Big Tech Workers Swipe Left On Truth Social
Donald Trump launched alt-right platform Truth Social because of his disdain for Big Tech. But there's something he didn't see coming: the unwillingness of tech talent and corporate partners to be associated with his platform.
Flounder: To take on Big Tech, Trump needs to rely on, well, Big Tech. But techies wanted nothing to do with the platform. This depleted the available talent pool. Professionals who did involve themselves didn’t wear it as a badge of honour on their social media profiles.
Trump’s anti-Big Tech rant also landed Truth Social in a server issue soup. It replaced Amazon Web Services (AWS) with alt-right server providers after AWS terminated services with conservative social media platform Parler.
Starry ambitions: Truth Social came into being after a duo pitched an idea on The Apprentice. The outcome, however, could make for its own cringe reality show.
India Leans On Social Media for Facts
Never mind the concerns over fake news and misinformation; 54% of Indians (as against the global average of 37%) count on social media for factual information, as per a recent study by the Oxford University Press (OUP).
Insights: The survey, based on a sample size of 5,000 people, shows that most individuals, especially those in the age group of 25-44, obtain know-how from Instagram, Facebook and Twitter. The irony here? An MIT report stated that fake news travels faster on Twitter than actual news.
Let’s talk trust: A whopping 87% Indians are convinced about information being true on social media (this is above the global average of 75%). As a result, reliance on books and other traditional mediums have diminished.
🎧 Fun fact: About 54% of Indians look to social media for facts. Find out more.
Potboiler: Political uncertainty gripped Maharashtra, India’s most industrialised state, as chief minister Uddhav Thackeray declined to face a trust vote and resigned.
Blacklisted: The US added five Chinese companies to a trade blacklist for allegedly supporting Russia’s military and defence industrial base, along with 31 entities to the blacklist from other countries.
Time's up?: A US FCC Commissioner wants Apple and Google to ban TikTok from their respective app stores.
Sign up: Nato has formally invited Finland and Sweden to join its alliance. This comes a day after Turkey opposed the entry.
New investments: Bertelsmann India announced a $500 million fund for startups focused on healthtech, enterprisetech, future of work, fintech, and agritech.

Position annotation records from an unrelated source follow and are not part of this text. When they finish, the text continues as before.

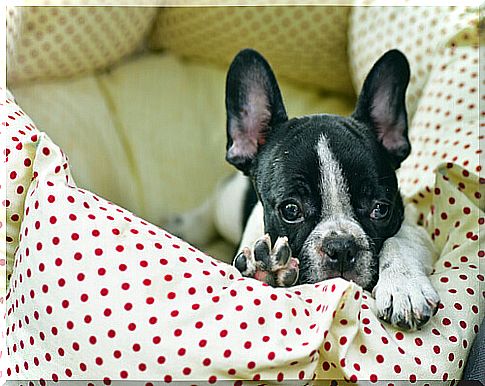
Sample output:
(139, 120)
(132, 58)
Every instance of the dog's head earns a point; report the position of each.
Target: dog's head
(326, 182)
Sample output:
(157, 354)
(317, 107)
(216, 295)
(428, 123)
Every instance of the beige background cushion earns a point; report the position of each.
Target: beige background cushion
(51, 42)
(304, 44)
(419, 32)
(150, 135)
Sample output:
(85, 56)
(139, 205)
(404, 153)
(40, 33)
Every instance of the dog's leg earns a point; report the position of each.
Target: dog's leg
(264, 262)
(221, 214)
(195, 226)
(404, 294)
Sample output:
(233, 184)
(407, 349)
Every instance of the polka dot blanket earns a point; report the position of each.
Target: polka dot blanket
(98, 293)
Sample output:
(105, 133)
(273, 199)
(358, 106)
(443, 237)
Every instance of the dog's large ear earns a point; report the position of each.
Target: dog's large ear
(253, 106)
(382, 104)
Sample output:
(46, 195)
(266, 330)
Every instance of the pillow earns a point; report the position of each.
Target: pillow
(306, 44)
(99, 293)
(441, 44)
(445, 127)
(420, 32)
(53, 42)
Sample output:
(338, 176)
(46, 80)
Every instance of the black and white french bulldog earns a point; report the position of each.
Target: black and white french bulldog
(322, 191)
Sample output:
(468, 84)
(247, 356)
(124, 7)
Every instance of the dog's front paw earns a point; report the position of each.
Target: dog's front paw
(405, 302)
(272, 265)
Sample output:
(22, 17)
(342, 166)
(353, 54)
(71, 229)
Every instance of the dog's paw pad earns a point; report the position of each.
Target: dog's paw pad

👻🔐: Snap will launch a $3.99 monthly subscription product called Snapchat Plus this week. It won't, however, turn off ads for Plus users.

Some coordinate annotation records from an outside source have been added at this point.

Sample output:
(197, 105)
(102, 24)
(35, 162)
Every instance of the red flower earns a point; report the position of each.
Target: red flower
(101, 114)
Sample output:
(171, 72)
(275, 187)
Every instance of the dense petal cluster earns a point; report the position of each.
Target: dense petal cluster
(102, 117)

Upcoming: The next IPL edition will have an extended 10-week window to accommodate more cricketers.
Tug-of-war: Wimbledon organisers thought they were onto something when they tried to train dogs to fetch tennis balls to replace ball boys and girls at the big event. But it failed miserably as the pooches refused to give the ball back unless they were given treats.

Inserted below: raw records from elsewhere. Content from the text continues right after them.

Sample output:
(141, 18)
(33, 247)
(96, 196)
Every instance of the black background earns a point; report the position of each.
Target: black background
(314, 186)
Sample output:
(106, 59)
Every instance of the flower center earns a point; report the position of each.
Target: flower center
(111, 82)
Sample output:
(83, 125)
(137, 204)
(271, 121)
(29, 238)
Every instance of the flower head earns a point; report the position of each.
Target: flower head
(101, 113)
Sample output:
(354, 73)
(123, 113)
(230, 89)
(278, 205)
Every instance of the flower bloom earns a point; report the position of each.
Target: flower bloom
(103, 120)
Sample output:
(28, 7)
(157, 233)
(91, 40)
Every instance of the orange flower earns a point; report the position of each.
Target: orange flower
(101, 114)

Pop goes the paddle: Pickleballers have run into trouble with US residents. The 'pop' sound when the paddle connects with the pickleball has become a nuisance. Some are even threatening legal action. The complainants, however, are outnumbered by pickleballers who find joy in playing the sport, which started to gain popularity in the 1960s.
Don't listen to Beyonce: Beyonce's hit single Break My Soul has divided listeners. Some believe the pop icon was urging employees to quit toxic workplaces. There are investors who believe Beyonce's messaging may have come at the wrong time, what with the American economic climate in the US. Stans, however, are defending the singer. Guess you can't win them all.